On the other hand, data below (or above) the limit of detection (LOD) are not actually “missing” but do convey some information. While some investigators choose to tabulate all of their quantifiable data, including negative values, others choose not to show these data points, but rather indicate the value is less than (or greater than) some quantifiable limit. These conditions will be indicated by two additional missing data flags that are substituted for the missing data values. The flag for data values GREATER THAN some UPPER LOD (ULOD) will be –7777, and the flag for data values LESS THAN some LOWER LOD (LLOD) will be -8888. These flags (if used) and the values of the upper and lower LOD are documented at specific locations in the header file (see below).

2. Filenames

Features of different file naming conventions (including Ames) have been adapted here. File names for the ICARTT data format, limited to 127 characters or less, are defined as follows:

dataID_locationID_YYYYMMDD[hh[mm[ss]]]_R#[_L#][_V#][_comments].extension,

where the only allowed characters are: a-zA-Z0-9_.- (that is, upper case and lower case alphanumeric, underscore, period, and hyphen). All fields not in square brackets are required and are described as follows:

dataID: short description of measured parameter/species, instrument, or model (e.g., O3; RH; VOC; PTRMS; MM5)
locationID: short description of site; station; platform; laboratory or institute
YYYY: four-digit year
MM: two-digit month
DD: two-digit day
hh: optional two-digit hour
mm: optional two-digit minute
ss: optional two-digit second
R: revision number of data
L: optional launch number
V: optional volume number
comments: optional additional information
extension: file type descriptor

The underscore is used ONLY to separate the different fields of the file name; it has special significance for file-checking software. To separate characters within a field for readability, use lower and upper case letters. The use of the hyphen, though allowed, is discouraged since this character in file names may cause problems with some older operating systems and network software. The square brackets “[ ]” enclose optional parameters but are not shown in the file name. Dates and times in file names are always UTC. The date and time in the file name give the date/time at which the data within the file begin (data files), or date/time at which the image applies (image files). For aircraft and sonde data files, the date always refers to the UT date of launch.
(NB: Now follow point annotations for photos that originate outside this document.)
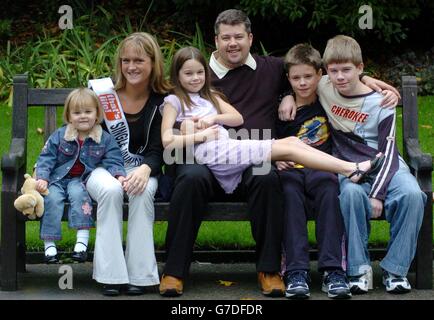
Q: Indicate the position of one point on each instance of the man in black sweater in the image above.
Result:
(252, 84)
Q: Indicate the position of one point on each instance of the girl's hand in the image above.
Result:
(136, 181)
(41, 185)
(121, 179)
(284, 165)
(189, 126)
(206, 122)
(210, 133)
(287, 108)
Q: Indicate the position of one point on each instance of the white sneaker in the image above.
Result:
(362, 283)
(395, 284)
(359, 284)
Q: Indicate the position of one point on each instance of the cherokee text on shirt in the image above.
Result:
(355, 116)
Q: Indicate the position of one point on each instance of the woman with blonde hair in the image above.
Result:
(131, 117)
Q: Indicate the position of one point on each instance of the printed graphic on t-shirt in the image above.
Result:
(350, 114)
(110, 106)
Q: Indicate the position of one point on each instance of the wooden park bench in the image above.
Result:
(13, 166)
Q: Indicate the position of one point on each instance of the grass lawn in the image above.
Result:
(212, 234)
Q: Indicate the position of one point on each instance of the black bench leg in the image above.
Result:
(8, 243)
(21, 246)
(424, 263)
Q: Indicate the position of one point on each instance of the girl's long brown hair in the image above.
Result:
(207, 92)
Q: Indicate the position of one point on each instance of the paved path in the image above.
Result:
(42, 282)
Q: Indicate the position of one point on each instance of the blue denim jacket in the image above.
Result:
(62, 150)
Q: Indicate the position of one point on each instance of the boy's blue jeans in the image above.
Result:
(404, 207)
(80, 209)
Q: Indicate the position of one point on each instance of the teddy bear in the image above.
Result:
(30, 202)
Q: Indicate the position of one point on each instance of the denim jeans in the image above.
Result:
(404, 207)
(79, 213)
(138, 266)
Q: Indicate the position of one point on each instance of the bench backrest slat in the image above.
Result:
(47, 97)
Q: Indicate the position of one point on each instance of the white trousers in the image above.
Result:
(110, 266)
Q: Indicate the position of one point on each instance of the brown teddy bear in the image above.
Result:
(30, 203)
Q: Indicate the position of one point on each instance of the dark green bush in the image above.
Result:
(412, 63)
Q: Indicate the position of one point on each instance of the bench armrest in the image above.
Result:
(15, 159)
(421, 163)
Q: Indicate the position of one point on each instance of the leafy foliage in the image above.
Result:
(344, 15)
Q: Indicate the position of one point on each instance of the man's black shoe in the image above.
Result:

The dataID is a short string of characters used to identify the parameters in the file. For files that contain one or two variables those variable names can be used in the file name. For files in which many variables are represented, it may be best to indicate in the file name a class of compounds (e.g., VOC; PhotolysisRates) or an abbreviation of the instrument used to make the measurements (e.g., PTRMS).
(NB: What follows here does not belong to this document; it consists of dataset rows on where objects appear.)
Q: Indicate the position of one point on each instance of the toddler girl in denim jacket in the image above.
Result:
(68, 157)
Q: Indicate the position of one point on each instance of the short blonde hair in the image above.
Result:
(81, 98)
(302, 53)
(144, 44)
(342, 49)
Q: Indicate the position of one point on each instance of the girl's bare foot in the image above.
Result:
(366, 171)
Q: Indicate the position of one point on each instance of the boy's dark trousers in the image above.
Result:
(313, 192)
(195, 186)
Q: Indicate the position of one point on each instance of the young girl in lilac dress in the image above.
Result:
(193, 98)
The locationID is used to identify the measurement platform, site, station, or source (laboratory or institute) of the information within a data file. Some examples could be: DC8, BAE146, RHBrown, GOME (satellite), IoS (Appledore Island site), ChebPt (Chebogue Point site), and others. It may be useful to have a standardized set of abbreviations used for the ICARTT study. These should be decided upon by the DM team.

The R parameter will not be optional in the ICARTT study. We must specify a data revision code that will track changes in data and document why those changes occurred. For this we specify a revision number counter “_R#” where the underscore is a required element to separate the fields (this is needed for certain file checking software). The revision number "#" must match the revision number specified in the Normal Comments section of the file header (see below).

The optional parameters “_L#” and “_V#” may be needed in some special cases. If the contents of the file pertain to a second or third aircraft launch on the indicated date, then a launch counter "_L#" (i.e. L2, L3, etc.) must appear after the "R" identifier but before a volume counter, if present (see below). Launch number one is implied when "_L#" is omitted from the file name. If a data file is one volume of a multi-volume dataset, then a volume counter "_V#" (i.e. V1, V2, V3, etc.), must appear after the "R" parameter (and the “L” parameter, if present) separated by an underscore from the rest of the identifier. The volume number (the "#" in "V#") must match the volume number in the file header. When "_V#" is missing from the file name a one-volume dataset is implied.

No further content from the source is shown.